# Kindle 3 or Nook color



## fekish (May 3, 2011)

Hello,
I am interested in an ereader and what attracts me to kindle is its screen and battery life.
What i ve searched in you tube but i didnt find is how travel books and magazines seem on a kindle.
We are going lots of trips and i am wondering if travel books are ok on a kindle. I want to be able to read the book outside rather than searching for a shade...
I suppose people would say that Nook is a tablet with everything on it... but because i didnt see yet kindle to be used for magazines and books with colors, i cant take it out of my options!

Thanks in advance!

Sent from my Milestone using Tapatalk


----------



## KindleChickie (Oct 24, 2009)

I get a couple of magazines on my kindle, and a few more on my iPad.  If you are wanting more of a picture magazine like Better Homes and Gardens, nook color will be better.  But for magazines that are more article oriented like science and technology, Kindle is fine.  
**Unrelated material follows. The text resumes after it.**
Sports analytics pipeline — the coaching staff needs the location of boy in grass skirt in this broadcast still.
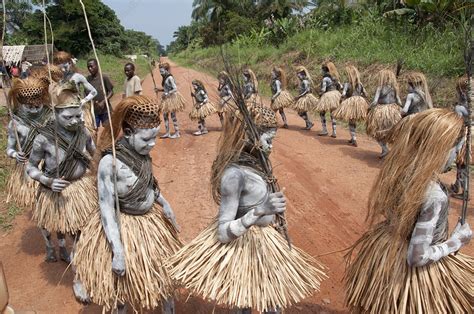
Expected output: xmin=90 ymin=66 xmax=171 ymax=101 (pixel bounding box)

A young girl who waited my table the other day asked me about Kindle v Nook color.  I asked a few questions and recommended the Nook color.  She really wanted a tablet that doubled as a reader.


----------



## fekish (May 3, 2011)

Ok thanks for the answer!
You said Nook Color would be better for magazines, so you are able though to read them on Kindle?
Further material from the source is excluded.